O que anda a direita nacional a fazer, onde o presidente do seu partido mais representativo é um pobre pateta, achincalhado por todos e mais alguns dentro do seu próprio partido (veja-se a ultima de Meneses relativamente ao escândalo da CML), e onde a sua ala política mais radical é liderada por um populista sem qualquer senso de vergonha, que volta quando a tempestade já amainou e o seu fracasso eleitoral já repousa na curta memória pública?
Que dizer da câmara Municipal de Lisboa? Como dizia o meu querido irmão, uma coisa é fazer esquemas com órgãos camarários, mas colocar o próprio nome em acordos insidiosos? Se já não há desculpa para ser corrupto, muito menos há para ser parvo, porque já lá dizia um amigo meu brasileiro, feio é roubar e não poder carregar.
Que andou a direita a fazer em Itália, onde os escândalos com corrupção são tão notórios que o deposto Berlusconi já parece uma daquelas caricaturas "orwellianas" que fazem rir e assustam ao mesmo tempo?
Mas a verdade é que os comentadores de direita que leio e conheço olham para estas situações com o distanciamento sobranceiro de quem tem um quintal limpo mesmo que ao lado haja ervas daninhas do tamanho de árvores. Vasco Rato ou Pacheco Pereira nunca mais alardearam em praça pública a existência das ADM no médio oriente, e este é somente um exemplo. Mas como diria o segundo, "essa já não é a questão essencial".

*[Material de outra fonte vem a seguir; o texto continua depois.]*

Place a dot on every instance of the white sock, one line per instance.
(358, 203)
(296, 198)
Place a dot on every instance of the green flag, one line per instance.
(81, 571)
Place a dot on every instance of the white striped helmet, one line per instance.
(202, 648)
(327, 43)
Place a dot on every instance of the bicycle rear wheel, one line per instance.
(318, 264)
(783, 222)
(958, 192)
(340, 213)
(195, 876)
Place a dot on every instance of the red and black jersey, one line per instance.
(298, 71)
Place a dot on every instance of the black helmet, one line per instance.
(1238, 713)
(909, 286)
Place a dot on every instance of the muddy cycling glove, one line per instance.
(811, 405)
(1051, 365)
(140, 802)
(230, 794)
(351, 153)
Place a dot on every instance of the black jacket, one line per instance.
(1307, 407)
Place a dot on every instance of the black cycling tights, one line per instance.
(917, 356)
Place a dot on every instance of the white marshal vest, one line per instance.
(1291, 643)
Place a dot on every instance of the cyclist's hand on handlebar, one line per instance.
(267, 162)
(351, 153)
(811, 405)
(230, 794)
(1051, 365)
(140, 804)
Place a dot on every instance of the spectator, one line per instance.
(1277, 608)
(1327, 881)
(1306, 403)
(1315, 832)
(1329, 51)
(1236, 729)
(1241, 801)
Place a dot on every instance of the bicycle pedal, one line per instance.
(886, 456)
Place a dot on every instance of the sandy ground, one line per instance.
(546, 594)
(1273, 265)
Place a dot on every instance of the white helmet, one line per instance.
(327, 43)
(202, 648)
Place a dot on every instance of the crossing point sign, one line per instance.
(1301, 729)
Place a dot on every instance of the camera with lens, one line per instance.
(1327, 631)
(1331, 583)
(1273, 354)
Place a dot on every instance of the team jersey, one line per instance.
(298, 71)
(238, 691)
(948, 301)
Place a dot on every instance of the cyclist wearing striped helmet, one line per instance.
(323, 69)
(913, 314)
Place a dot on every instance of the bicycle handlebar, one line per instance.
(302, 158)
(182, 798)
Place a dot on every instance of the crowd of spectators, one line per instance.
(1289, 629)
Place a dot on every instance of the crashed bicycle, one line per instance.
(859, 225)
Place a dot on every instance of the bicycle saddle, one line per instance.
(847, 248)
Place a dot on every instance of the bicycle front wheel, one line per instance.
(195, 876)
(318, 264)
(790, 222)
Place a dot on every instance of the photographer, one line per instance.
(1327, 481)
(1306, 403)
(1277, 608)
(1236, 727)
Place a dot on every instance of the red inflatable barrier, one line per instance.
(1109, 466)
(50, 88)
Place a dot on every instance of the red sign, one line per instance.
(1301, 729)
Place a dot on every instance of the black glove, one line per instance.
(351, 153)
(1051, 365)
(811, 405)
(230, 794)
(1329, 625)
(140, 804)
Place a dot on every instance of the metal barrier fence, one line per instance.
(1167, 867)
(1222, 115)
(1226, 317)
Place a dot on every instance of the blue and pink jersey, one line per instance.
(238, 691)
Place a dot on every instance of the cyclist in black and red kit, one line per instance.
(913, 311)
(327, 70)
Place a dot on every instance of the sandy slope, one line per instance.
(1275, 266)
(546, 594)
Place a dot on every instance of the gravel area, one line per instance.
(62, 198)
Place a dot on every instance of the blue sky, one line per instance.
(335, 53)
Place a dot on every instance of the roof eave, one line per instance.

E apenas a título de exemplo, a vergonha que nos manchou a todos aquando do genocídio no Rwanda, pode voltar a marcar-nos com o que se passa em Darfur, e para variar, o mundo assobia, olha para o outro lado, e espera que os miúdos que brincam com facas acabem a briga e retornem as suas casas descansadamente. E gostaria de saber o que pensam os homens e mulheres de direita que acharam necessária a intervenção no Iraque por questões de segurança e direitos humanos relativamente a esta situação. Bem sei que não há petróleo ou qualquer outro recurso natural, mas qual a desculpa para a inércia da comunidade internacional, em especial para os polícias do mundo? Não devem tomar conta da ocorrência de tudo?
A razão pela qual sou moderadamente de esquerda acaba por ser espelhada em convicção e noção do que deve ser o papel da sociedade para com os seus membros. Uma sociedade de progressão, integração, de melhoria e conhecimento, e nunca de sectarização entre uns e outros, nunca por castas que ao contrário do reconhecimento pelo mérito (tivemos a Celeste Cardona na justiça e o Santana Lopes como PM, e em termos de mérito não se pode descer muito mais que isso...) verificam esse sectarismo por recurso a critérios de competição a todo o custo, quando deveria existir educação a todo o custo. ~
Sim, sou partidário da oferenda da cana de pesca e não do peixe, mas se a única coisa que me proporcionarem for um rio sem cardumes, o oroboro demonstra-se. Sou a favor da obtenção de resultados, mas sempre com a criação de oportunidades para os atingir, e o livre arbítrio para os poder seguir ou não, com uma educação que conduza a essa capacidade de obtenção. Sou completamente contra a lógica dos melhores e dos piores sem que estes possam alguma vez ter a a oportunidade de lançar a linha ao rio com peixe, e se lhes exija que capturem a refeição num lago de água estagnada.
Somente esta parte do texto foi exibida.